With the help of foodwriters, SORGHUM SYRUP is what the rich & about-to-be morbidly fat people in affluent India should be consuming. They eat/drink so many highly flavored sweetmeats, payasams, pongal, chais/kapi etc. that this sweetener would serve as the perfect healthy substitute for white sugar. Take puran poli or banana stems stewed with gur, mango or other pickles made with gur: use SORGHUM SYRUP. That aconitic acid serves as a subtle but potent hypoglycemic aid when computed over hundreds of doses of sugar bombs!!

There have been VERY FARSIGHTED & saintly workers in INDIA, NARI, NIMBARKAR AGRICultural Research Institute, Maharashtra, [ I don't remember the words of the acronym correctly but the acronym is correct!!] researchers backed by people who had faith in their vision, doing what US scientists said was not feasible!! Breeding sorghum to produce both grain & syrup! Inspired by their effort, China today also is creating similar cultivars (and tormenting India on every front!) Anyway, bringing in US sweet sorghum lines, NARI bred "MADHURA" the most famous of the dual-purpose cultivars. Rockefeller Foundation funded some of that effort.
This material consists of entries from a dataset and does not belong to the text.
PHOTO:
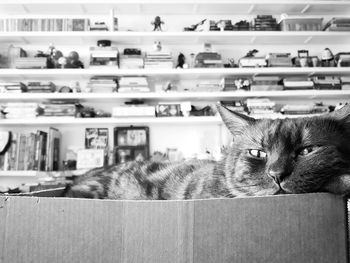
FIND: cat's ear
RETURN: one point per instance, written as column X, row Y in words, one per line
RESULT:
column 339, row 185
column 234, row 121
column 342, row 114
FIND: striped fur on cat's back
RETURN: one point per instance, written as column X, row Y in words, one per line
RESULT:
column 267, row 157
column 152, row 180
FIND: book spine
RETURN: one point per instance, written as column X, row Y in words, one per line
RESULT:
column 36, row 151
column 43, row 153
column 21, row 152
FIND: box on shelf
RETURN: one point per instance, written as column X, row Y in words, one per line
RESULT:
column 133, row 111
column 287, row 228
column 301, row 24
column 133, row 84
column 104, row 56
column 262, row 83
column 338, row 24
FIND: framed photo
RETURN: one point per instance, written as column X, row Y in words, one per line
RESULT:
column 96, row 138
column 123, row 155
column 131, row 143
column 168, row 110
column 90, row 158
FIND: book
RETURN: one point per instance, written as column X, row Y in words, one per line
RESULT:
column 96, row 138
column 21, row 152
column 42, row 150
column 53, row 149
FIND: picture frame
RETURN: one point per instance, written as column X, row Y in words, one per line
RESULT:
column 90, row 158
column 131, row 143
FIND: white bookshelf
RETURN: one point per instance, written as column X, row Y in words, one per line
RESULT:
column 222, row 7
column 179, row 96
column 71, row 121
column 192, row 73
column 194, row 130
column 182, row 38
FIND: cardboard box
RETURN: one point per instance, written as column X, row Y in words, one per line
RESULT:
column 289, row 228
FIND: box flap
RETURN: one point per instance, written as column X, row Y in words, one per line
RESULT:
column 290, row 228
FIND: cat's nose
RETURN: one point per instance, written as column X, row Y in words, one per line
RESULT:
column 276, row 175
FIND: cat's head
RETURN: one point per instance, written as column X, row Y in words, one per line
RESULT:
column 298, row 155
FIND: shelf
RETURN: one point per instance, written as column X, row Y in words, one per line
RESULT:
column 41, row 174
column 193, row 73
column 131, row 120
column 174, row 38
column 117, row 121
column 189, row 7
column 177, row 96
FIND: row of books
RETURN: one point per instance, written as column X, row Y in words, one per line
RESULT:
column 44, row 24
column 34, row 151
column 263, row 83
column 32, row 87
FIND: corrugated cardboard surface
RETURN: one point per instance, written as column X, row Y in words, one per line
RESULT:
column 291, row 228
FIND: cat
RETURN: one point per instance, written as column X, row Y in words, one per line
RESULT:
column 267, row 157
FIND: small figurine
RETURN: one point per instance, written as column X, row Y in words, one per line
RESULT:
column 157, row 46
column 221, row 24
column 192, row 59
column 73, row 60
column 181, row 61
column 327, row 58
column 251, row 53
column 157, row 24
column 195, row 26
column 62, row 61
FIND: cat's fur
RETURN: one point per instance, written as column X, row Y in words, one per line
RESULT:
column 302, row 155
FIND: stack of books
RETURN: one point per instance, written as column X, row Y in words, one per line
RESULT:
column 265, row 23
column 327, row 82
column 304, row 109
column 30, row 62
column 297, row 83
column 34, row 151
column 338, row 24
column 103, row 84
column 20, row 110
column 57, row 108
column 159, row 60
column 41, row 87
column 262, row 83
column 12, row 87
column 260, row 106
column 345, row 81
column 131, row 61
column 44, row 24
column 133, row 84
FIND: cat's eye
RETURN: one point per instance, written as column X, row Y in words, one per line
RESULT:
column 257, row 153
column 307, row 150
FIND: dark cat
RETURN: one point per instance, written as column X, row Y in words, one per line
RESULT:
column 267, row 157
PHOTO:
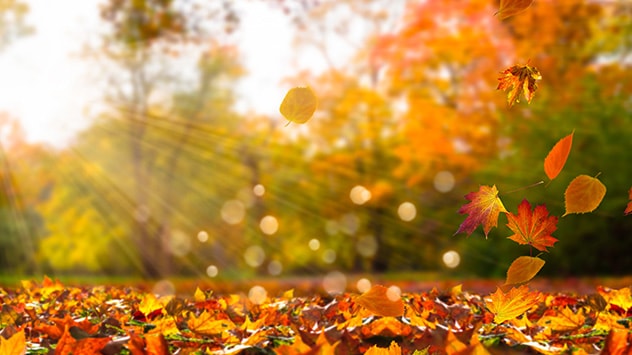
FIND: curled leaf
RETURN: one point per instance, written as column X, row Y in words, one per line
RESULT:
column 523, row 269
column 556, row 159
column 379, row 301
column 483, row 209
column 506, row 306
column 521, row 79
column 532, row 228
column 510, row 8
column 299, row 104
column 583, row 195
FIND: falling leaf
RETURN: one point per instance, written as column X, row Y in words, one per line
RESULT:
column 484, row 208
column 563, row 319
column 299, row 105
column 378, row 301
column 521, row 79
column 506, row 306
column 532, row 228
column 510, row 8
column 523, row 269
column 15, row 345
column 393, row 349
column 583, row 194
column 555, row 160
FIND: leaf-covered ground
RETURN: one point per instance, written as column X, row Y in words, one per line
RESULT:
column 51, row 318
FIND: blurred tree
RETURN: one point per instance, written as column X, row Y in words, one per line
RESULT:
column 12, row 21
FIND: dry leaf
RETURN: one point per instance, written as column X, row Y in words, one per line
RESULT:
column 555, row 160
column 583, row 195
column 523, row 269
column 510, row 8
column 299, row 105
column 377, row 301
column 484, row 208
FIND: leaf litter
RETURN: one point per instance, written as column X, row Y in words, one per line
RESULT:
column 51, row 318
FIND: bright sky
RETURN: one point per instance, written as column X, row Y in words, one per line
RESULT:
column 53, row 91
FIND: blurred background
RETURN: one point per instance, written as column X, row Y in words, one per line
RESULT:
column 142, row 138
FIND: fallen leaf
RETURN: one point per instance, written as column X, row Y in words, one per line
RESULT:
column 532, row 228
column 556, row 159
column 506, row 306
column 521, row 79
column 393, row 349
column 299, row 105
column 484, row 208
column 510, row 8
column 15, row 345
column 380, row 302
column 564, row 319
column 523, row 269
column 583, row 195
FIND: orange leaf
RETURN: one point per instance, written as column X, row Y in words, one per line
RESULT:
column 484, row 208
column 393, row 349
column 583, row 194
column 509, row 8
column 15, row 345
column 379, row 301
column 618, row 342
column 299, row 104
column 521, row 79
column 532, row 228
column 563, row 320
column 523, row 269
column 555, row 160
column 506, row 306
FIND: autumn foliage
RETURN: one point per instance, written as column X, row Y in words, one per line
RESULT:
column 49, row 317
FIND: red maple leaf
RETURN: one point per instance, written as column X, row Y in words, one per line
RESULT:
column 484, row 208
column 533, row 228
column 521, row 79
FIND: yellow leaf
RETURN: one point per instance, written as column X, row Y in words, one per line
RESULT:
column 206, row 324
column 15, row 345
column 509, row 8
column 380, row 302
column 199, row 295
column 506, row 306
column 563, row 320
column 393, row 349
column 299, row 104
column 523, row 269
column 583, row 194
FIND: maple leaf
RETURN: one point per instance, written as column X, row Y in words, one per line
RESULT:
column 299, row 104
column 380, row 302
column 563, row 320
column 583, row 194
column 15, row 345
column 523, row 269
column 506, row 306
column 521, row 79
column 509, row 8
column 532, row 228
column 483, row 209
column 555, row 160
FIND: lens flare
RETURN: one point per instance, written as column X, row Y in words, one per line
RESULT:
column 407, row 211
column 269, row 225
column 451, row 259
column 359, row 195
column 233, row 211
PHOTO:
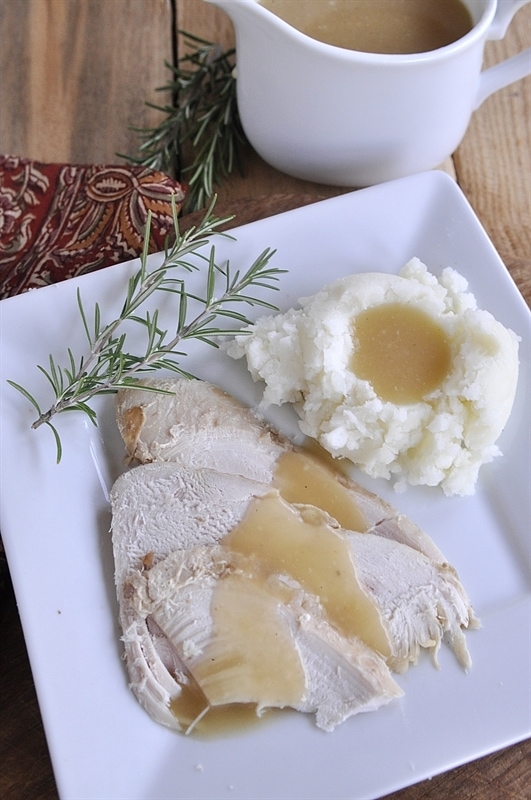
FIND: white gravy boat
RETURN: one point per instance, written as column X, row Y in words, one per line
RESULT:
column 350, row 118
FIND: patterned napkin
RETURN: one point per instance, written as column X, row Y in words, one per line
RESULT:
column 62, row 220
column 58, row 221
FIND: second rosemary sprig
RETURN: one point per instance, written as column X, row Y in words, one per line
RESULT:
column 108, row 365
column 200, row 135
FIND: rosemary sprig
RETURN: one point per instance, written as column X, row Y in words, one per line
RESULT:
column 109, row 366
column 201, row 123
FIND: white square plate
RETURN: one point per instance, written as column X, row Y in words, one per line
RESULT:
column 55, row 522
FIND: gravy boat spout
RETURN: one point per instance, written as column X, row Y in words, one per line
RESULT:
column 350, row 118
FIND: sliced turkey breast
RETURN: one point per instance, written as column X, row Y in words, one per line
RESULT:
column 232, row 558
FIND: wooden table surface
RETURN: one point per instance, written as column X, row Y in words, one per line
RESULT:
column 74, row 76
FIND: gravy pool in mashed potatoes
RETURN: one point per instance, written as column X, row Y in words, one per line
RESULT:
column 401, row 374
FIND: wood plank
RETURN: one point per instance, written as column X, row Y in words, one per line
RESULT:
column 77, row 74
column 493, row 163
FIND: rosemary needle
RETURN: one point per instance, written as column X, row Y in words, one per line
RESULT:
column 108, row 366
column 201, row 125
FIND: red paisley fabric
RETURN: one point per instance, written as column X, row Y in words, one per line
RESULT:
column 58, row 221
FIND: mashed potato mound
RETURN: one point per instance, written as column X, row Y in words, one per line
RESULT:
column 306, row 356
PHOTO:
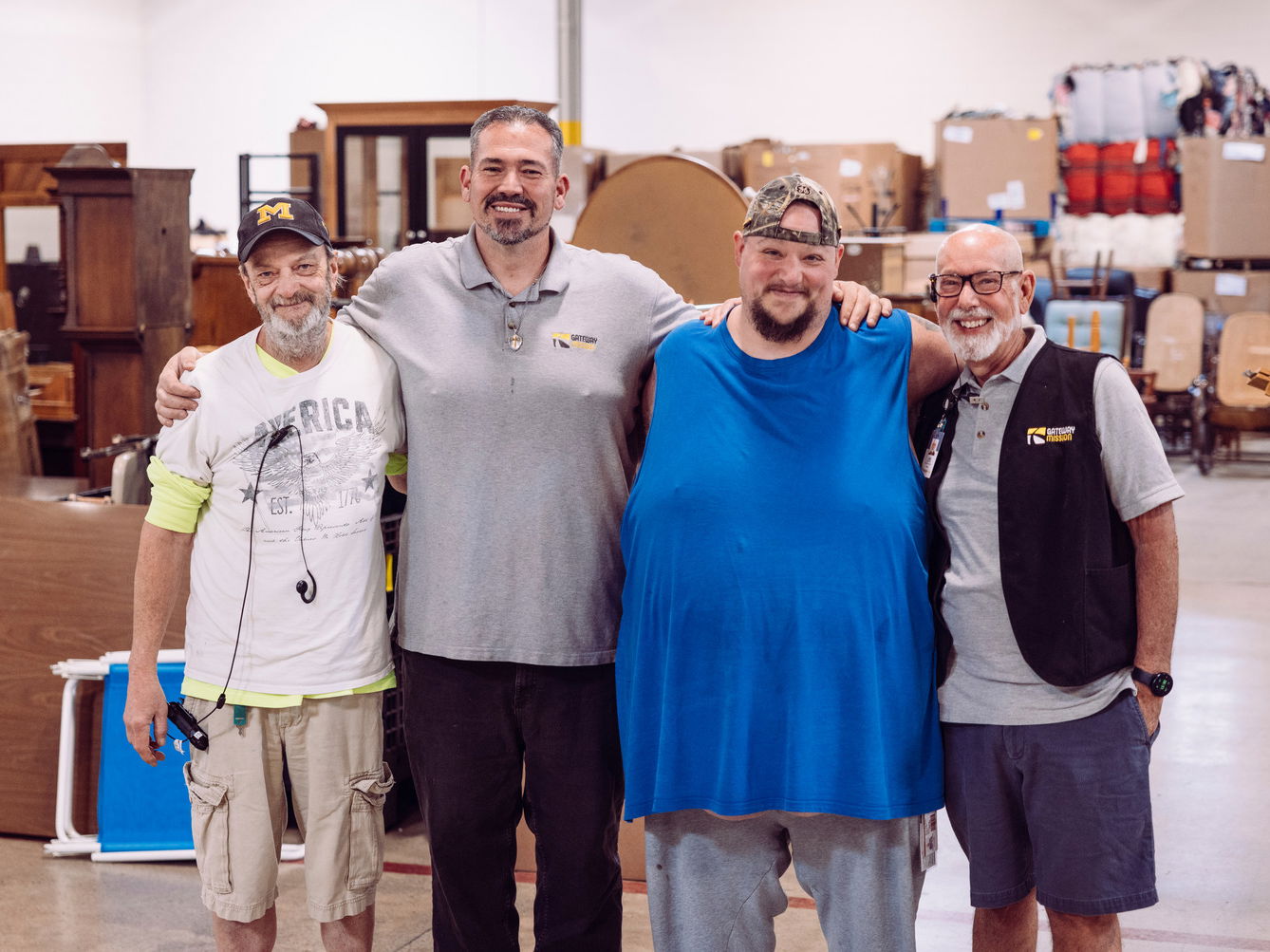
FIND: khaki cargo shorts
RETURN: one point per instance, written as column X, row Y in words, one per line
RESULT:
column 334, row 756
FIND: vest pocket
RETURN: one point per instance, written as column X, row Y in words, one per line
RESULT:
column 1111, row 620
column 210, row 823
column 366, row 828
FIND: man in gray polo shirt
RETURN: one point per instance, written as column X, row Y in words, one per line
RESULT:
column 1055, row 580
column 522, row 361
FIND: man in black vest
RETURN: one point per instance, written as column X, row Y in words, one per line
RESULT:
column 1055, row 582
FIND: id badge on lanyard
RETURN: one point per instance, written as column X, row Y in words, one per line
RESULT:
column 932, row 448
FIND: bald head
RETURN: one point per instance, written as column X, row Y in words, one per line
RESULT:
column 983, row 239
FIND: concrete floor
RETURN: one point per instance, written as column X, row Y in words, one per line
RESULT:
column 1210, row 778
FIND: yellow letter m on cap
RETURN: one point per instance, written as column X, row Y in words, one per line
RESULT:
column 267, row 211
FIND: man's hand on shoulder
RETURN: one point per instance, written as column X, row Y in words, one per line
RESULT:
column 714, row 316
column 859, row 305
column 173, row 399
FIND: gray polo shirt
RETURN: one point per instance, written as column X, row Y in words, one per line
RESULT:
column 523, row 425
column 988, row 681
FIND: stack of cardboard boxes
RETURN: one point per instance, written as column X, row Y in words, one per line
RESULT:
column 995, row 166
column 1227, row 229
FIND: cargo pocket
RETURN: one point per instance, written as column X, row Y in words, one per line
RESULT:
column 366, row 831
column 210, row 821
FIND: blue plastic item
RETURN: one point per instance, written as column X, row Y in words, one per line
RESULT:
column 1111, row 323
column 139, row 806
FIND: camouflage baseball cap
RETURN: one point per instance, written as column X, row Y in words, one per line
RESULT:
column 770, row 204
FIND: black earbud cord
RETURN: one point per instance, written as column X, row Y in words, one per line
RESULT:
column 307, row 595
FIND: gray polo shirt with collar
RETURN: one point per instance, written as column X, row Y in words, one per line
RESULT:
column 523, row 431
column 988, row 680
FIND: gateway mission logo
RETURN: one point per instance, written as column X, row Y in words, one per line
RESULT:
column 1039, row 436
column 573, row 342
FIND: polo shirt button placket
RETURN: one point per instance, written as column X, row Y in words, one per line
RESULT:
column 514, row 326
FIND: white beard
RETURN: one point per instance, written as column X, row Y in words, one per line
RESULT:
column 977, row 348
column 303, row 341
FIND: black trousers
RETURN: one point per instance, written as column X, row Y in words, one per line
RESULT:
column 474, row 729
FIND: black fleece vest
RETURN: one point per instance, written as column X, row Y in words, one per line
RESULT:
column 1066, row 556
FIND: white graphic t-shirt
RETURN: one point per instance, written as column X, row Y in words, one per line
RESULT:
column 304, row 456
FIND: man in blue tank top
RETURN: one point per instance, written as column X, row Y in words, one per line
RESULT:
column 773, row 695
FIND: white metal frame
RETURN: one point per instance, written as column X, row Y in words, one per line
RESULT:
column 71, row 842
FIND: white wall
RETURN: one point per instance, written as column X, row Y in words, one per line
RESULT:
column 195, row 84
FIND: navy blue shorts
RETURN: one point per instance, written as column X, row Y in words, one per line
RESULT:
column 1064, row 808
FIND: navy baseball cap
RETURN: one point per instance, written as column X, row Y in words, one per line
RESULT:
column 281, row 215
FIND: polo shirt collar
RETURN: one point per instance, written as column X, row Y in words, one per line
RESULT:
column 474, row 273
column 1018, row 367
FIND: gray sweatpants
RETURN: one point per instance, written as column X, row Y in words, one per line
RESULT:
column 714, row 884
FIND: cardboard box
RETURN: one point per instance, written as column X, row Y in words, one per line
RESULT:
column 875, row 263
column 867, row 180
column 1225, row 292
column 1224, row 184
column 984, row 165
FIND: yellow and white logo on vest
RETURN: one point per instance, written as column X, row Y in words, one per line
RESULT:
column 266, row 213
column 573, row 342
column 1039, row 436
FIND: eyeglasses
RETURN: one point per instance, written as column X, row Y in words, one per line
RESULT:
column 981, row 282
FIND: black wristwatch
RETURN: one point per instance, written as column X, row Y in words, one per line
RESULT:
column 1160, row 683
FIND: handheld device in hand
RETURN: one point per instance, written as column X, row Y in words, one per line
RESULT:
column 184, row 721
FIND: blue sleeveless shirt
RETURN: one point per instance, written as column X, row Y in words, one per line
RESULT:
column 776, row 647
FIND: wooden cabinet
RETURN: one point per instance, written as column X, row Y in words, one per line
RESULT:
column 126, row 249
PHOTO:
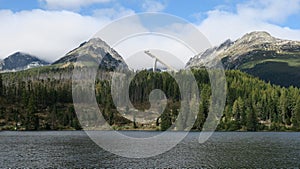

It is time that our own tycoons who talk incessantly about CORPORATE SOCIAL RESPONSIBILITY put their money where their mouth long has preceded them by light years. They need to realize that agriculture is the default employer of multiple tens of millions without demaning any infrastructure or SEZs. Uncomplaining of immene misery, it is these same poor sods that are putting money into the pockets of the urban rich, be it through the purchase of a matchbox, a candle, a cellphone, or anything NOT grown on their farm. But so shortsighted is the Indian industrial class that they cannot nourish the goose that lays the golden eggs. The great philanthropic trusts and research efforts for the public weal founded by industrialists in the USA are conspicuously absent in India's supposed great leap forward.


Wide INTERGENERIC crosses need to be implemented [yesterday!!] between the millets and related wild grasses. This was done between Bread and Drum wheat [Triticum aestivum & T. turgidum on the one hand and Rye [Secale cereale] and Barley [Hordeum vulgare] on the other, plus several other related grases. Two important cereals were created, the first food crops ever to emerge that were not initially developed by our Neo-lithic ancestors! The more significant one is the wheat-rye cross, Triticale. The second, wheat-barley, Tritordeum, is still emerging into its potential. Wide crosses are difficult and initially hopeless efforts that pay off in the long run. Where is the Indian business house with the nobility o spirit or vision to undertake such a venture? I hear so much about giants entering the retail prodce trade. They must have all manner of consultants, Have they ever stopped to consider how much real good they could achieve, to their public image and to the nation, by considering paths by which they could really assist the very poorest as well as themselves?